THE OUTSIDER: MY LIFE IN INTRIGUE by Frederick Forsyth

What a rollicking great read this has been! The author of Day of the Jackal, The Odessa Files and The Dogs of War, probably his most well known and widely read books, has now written his own story. And it is fabulously entertaining, full of real life stories every bit as good as those he as written about. A New York Times reviewer had this to say: "Reading “The Outsider” is like finding yourself trapped in a pub with an insistent storyteller. You know you have better, worthier things to do, but your host is so genial and so quick to refill your glass that before you know it, you’ve whiled away a very pleasant evening." And I can't actually think of a better way saying it!
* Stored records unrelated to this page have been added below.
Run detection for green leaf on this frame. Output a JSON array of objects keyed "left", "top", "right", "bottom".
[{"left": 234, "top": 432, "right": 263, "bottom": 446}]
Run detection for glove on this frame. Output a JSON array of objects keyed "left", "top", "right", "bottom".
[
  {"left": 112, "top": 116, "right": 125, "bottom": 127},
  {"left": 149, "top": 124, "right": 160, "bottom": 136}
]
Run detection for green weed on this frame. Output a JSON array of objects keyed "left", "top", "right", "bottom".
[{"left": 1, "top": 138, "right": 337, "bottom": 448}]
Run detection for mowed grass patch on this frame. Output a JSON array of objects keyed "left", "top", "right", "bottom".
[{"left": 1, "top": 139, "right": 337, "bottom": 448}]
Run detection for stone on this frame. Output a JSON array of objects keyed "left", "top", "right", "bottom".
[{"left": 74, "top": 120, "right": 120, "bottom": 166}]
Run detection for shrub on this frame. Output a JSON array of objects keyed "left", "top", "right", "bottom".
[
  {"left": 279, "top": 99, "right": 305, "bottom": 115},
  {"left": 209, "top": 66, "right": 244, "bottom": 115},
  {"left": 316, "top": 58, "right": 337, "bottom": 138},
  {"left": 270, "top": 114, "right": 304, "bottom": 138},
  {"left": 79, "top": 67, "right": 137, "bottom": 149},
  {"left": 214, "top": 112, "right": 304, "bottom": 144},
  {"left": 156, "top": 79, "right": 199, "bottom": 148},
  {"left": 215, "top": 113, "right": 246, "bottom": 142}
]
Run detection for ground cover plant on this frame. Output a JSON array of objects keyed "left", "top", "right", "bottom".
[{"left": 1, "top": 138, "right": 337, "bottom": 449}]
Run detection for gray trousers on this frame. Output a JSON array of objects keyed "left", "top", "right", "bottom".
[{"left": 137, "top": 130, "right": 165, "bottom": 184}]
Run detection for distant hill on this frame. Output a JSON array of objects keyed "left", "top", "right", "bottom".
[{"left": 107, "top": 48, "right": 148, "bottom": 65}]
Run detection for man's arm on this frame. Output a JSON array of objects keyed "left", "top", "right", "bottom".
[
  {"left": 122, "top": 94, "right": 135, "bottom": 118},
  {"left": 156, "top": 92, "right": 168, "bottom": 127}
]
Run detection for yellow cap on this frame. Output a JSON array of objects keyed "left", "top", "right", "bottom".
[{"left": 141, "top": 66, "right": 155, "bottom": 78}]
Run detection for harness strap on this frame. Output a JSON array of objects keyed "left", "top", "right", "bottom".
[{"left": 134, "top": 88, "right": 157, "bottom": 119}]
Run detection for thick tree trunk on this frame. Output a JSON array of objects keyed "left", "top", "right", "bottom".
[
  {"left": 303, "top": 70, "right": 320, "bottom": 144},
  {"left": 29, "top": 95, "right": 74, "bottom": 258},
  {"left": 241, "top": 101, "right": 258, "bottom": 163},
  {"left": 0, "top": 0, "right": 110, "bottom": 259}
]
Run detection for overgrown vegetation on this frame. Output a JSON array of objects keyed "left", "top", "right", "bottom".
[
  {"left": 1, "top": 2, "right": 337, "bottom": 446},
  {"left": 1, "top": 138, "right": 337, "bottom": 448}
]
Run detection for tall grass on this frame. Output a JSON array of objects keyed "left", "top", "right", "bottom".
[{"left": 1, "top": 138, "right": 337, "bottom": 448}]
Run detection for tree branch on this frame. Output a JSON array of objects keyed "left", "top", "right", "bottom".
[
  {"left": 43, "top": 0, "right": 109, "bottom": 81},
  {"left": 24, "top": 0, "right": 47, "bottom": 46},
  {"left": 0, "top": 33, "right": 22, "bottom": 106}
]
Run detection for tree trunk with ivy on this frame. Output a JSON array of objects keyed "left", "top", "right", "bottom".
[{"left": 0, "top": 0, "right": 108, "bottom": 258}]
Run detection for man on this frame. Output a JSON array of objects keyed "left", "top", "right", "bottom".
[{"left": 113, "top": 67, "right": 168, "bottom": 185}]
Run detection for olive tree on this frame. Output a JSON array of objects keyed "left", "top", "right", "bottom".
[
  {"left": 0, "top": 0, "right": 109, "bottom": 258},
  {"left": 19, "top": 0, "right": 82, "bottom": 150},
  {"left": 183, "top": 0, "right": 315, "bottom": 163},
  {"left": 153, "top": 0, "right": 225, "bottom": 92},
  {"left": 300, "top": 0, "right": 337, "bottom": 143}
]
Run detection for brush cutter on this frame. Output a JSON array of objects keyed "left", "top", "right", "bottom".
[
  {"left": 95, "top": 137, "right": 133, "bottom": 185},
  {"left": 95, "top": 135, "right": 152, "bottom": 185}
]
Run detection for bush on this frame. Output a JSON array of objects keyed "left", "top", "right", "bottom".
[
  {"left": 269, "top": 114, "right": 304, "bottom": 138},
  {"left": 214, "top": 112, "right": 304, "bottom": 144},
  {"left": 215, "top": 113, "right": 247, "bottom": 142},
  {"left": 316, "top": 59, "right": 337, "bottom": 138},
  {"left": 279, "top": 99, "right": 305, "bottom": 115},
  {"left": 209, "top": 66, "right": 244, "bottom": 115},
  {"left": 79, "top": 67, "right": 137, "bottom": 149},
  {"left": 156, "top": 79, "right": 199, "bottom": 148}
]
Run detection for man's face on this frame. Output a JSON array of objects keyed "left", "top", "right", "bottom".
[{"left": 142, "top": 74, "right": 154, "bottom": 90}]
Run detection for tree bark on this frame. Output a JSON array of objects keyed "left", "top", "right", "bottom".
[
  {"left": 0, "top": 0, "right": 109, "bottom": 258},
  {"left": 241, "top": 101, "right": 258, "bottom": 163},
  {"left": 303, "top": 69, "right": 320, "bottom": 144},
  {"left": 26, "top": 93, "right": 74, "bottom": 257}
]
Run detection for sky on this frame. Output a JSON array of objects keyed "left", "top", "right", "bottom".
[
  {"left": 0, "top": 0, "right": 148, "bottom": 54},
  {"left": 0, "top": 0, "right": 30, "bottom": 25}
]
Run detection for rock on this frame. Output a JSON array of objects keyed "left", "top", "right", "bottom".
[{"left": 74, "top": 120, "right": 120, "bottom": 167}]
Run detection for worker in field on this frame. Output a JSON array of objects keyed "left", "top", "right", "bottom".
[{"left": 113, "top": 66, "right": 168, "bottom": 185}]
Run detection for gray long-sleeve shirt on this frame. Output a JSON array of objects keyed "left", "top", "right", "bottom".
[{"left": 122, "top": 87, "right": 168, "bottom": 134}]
From his earliest memories, Forsyth wanted a life of adventure. Born just before the war, his early years growing up in Kent on England's east coast, the area was full of war machinery, air force bases with Sptifires, planes taking off and landing all the time. Terribly exciting. After the war, he was packed off to boarding school for a not-very-enjoyable- time, but his parents, especially his father, had the foresight to send him off in his school holidays to the continent for immersion in French, then German. He also learnt Russian, and in his late teens with a friend debunked to Spain for some months where he also picked up Spanish. And a host of adventures! You will have to read to find out more.

His adventurous path in life was set. Exciting times in the RAF, were followed by becoming a foreign correspondent for Reuters, firstly in Paris, then East Berlin. He then signed up with the BBC which resulted in him being the BBC's man in Nigeria during the civil war of the late 1960s. Completely unexpectedly he found himself in an activist role, bringing to the attention of the British public the terrible plight of the Biafran population, basically starving to death. He has nothing nice to say about the British government in its conduct during this time, this perhaps being a defining experience in Forsyth's life.

The three novels mentioned above were the direct result of his experiences in Paris during the leadership of De Gaulle, in the post-Nazi world of East Germany, and knowing mercenaries in African politics. Forsyth's life itself reads like one of these novels. Fact is stranger than fiction so the saying goes, and this is certainly a life well lived! It is possible that some of these tales have got a little taller in the telling, and with the passing of the years, but who cares! I expect almost all the people mentioned are now dead or nearly there, and I doubt if it would be possible now to have a life quite like this. So you will be entertained, you will definitely learn a thing or two, and I bet you will also slink off to your bookshelves, and hunt out any or all of these three novels.